I know. Unless you're one of the lucky few who TiVo'd the Janet Jackson, Justin Timberlake "dance of the single veil" and replay it on a continual loop, you're pretty sick of hearing about the Super Bowl halftime peep show. I'm right there with you, and was -- with my wife's encouragement -- ready to forget the whole thing.
That is, until Federal Communications Commission chairman Michael Powell -- son of Secretary of State Colin "I swear they've got weapons of mass destruction" Powell -- had to butt into the situation.
Apparently, like a lot of people, the chairman was home watching the Super Bowl with his family, enjoying the sight of men engaged in violent ritual cheered on by scantily clad women on the sidelines and only occasionally interrupted by more scantily clad women shilling beer and old men telling me how I can have better sex. Then came halftime, then came Janet and Justin, then came the outrage from the good chairman. But let's replay a couple of things here. The Super Bowl was broadcast on CBS and the halftime show was produced by MTV, both of which happen to be two of the many wholly owned subsidiaries of Viacom. Now, Viacom's one of the handful of big fat media companies, along with joints like Time Warner, Disney and News Corp., that together own most of the television networks, cable news outlets, newspapers, magazines and even outdoor advertising venues that give us our information and entertainment, and otherwise propagandize us on a daily basis.
Viacom is also one of the big fat media companies that chairman Powell and his cronies at the FCC worked so very, very hard to make bigger and fatter just last summer through the relaxation of media ownership rules. This is a frightening trend that's been going on since the mid-'70s. Back in 1975, about 1,500 individual entities owned various daily newspapers and full-power TV stations. By the turn of the millennium, there were only 625 owners. At the same time, there are 1,700 fewer owners of commercial radio stations, and America's seven largest cable providers control more than 75 percent of the market.

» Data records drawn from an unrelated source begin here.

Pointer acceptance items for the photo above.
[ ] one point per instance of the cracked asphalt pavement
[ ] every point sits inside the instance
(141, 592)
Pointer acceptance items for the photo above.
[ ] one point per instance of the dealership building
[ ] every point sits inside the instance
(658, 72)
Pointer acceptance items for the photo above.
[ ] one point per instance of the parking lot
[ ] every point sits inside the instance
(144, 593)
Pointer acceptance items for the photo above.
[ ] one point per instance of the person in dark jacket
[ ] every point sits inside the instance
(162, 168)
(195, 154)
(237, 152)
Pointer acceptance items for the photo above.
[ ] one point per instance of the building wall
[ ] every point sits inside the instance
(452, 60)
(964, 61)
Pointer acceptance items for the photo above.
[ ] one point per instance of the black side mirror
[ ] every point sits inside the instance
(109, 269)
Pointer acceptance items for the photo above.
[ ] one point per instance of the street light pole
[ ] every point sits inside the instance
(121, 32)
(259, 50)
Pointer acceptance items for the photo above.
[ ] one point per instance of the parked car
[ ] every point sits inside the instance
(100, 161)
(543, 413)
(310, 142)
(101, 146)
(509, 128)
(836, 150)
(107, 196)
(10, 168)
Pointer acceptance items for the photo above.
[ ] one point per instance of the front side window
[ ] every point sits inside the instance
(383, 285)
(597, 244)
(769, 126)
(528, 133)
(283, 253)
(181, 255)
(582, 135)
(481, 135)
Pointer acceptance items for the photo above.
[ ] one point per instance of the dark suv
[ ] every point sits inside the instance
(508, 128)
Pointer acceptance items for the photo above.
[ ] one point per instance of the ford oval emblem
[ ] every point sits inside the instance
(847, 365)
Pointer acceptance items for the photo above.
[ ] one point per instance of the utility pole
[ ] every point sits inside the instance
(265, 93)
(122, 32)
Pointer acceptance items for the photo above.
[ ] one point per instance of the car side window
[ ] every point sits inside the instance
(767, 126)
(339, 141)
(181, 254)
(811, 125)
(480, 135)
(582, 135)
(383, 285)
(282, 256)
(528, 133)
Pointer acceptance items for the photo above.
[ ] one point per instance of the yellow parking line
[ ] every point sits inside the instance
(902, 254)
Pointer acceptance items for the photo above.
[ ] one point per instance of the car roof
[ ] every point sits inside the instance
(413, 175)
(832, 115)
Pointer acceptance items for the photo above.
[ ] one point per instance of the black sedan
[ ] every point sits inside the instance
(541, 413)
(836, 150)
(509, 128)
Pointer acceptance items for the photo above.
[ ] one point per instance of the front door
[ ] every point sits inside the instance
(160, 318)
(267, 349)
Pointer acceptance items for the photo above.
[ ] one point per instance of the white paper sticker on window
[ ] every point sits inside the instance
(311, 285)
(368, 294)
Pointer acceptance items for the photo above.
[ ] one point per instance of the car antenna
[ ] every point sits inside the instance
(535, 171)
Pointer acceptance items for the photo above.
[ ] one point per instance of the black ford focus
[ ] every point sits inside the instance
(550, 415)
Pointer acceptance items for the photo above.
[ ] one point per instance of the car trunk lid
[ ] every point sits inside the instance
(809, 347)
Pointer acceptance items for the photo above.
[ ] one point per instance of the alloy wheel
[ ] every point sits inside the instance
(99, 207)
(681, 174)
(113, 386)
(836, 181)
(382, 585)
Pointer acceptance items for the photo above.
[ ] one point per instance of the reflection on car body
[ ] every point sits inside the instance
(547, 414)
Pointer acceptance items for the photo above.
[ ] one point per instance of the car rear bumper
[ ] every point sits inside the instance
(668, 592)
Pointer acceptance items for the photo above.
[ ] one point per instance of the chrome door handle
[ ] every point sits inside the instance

But for Mike Powell that was still too much media in too many hands, and he led the fight to allow companies like Viacom to pretty much buy up whatever outlets they pleased, print or broadcast, uncontested. That was a concept so obviously repugnant that groups as diverse as the National Rifle Association and the National Organization for Women were lobbying against it. But Powell and his boys were more interested in what big media wanted than, say, the American public, and voted to ease the rules.
This was an event Viacom praised at the time by saying it would "help ensure that free, over-the-air broadcasting continues to be available." Apparently along with free, over-the-air broadcasting of a pop star's naked breast, which, by the way, was not fully naked. And now, after trying to hand the media companies nearly unlimited power, chairman Powell is shocked, shocked to find out that they're doing whatever they want to get ratings and attention? Maybe after he gets rid of exhibitionism in sports Powell can start working on hypocrisy in politics.
Powell does have a fix for the situation. He's threatening to fine Viacom's affiliates -- more than 200 stations -- up to $27,500 apiece. That's more than $5.5 million in fines. Unfortunately, in the last quarter it reported earnings, Viacom pulled in revenue of about $6.6 billion. Billion, with a "B." And an "illion." When I said these companies were big and fat, I meant big and fat. So, I'm guessing right about now that Viacom chief Summner Redstone's looking through the cushions of his couch for enough change to pay Mike Powell off.
Look, I'm not trying to back the liberal media, which we all know is out to destroy every decent value that we in the Western world hold near and dear. And, like you, I think near-naked breasts should be relegated to strip clubs and the Fox prime-time lineup. But the only obscene spectacle I'm seeing is chairman Powell's hollow outrage at a situation of which he himself was an architect. When you work so hard to build the perfect media beast, don't be surprised when it decides to throw off its shackles. Or its bra.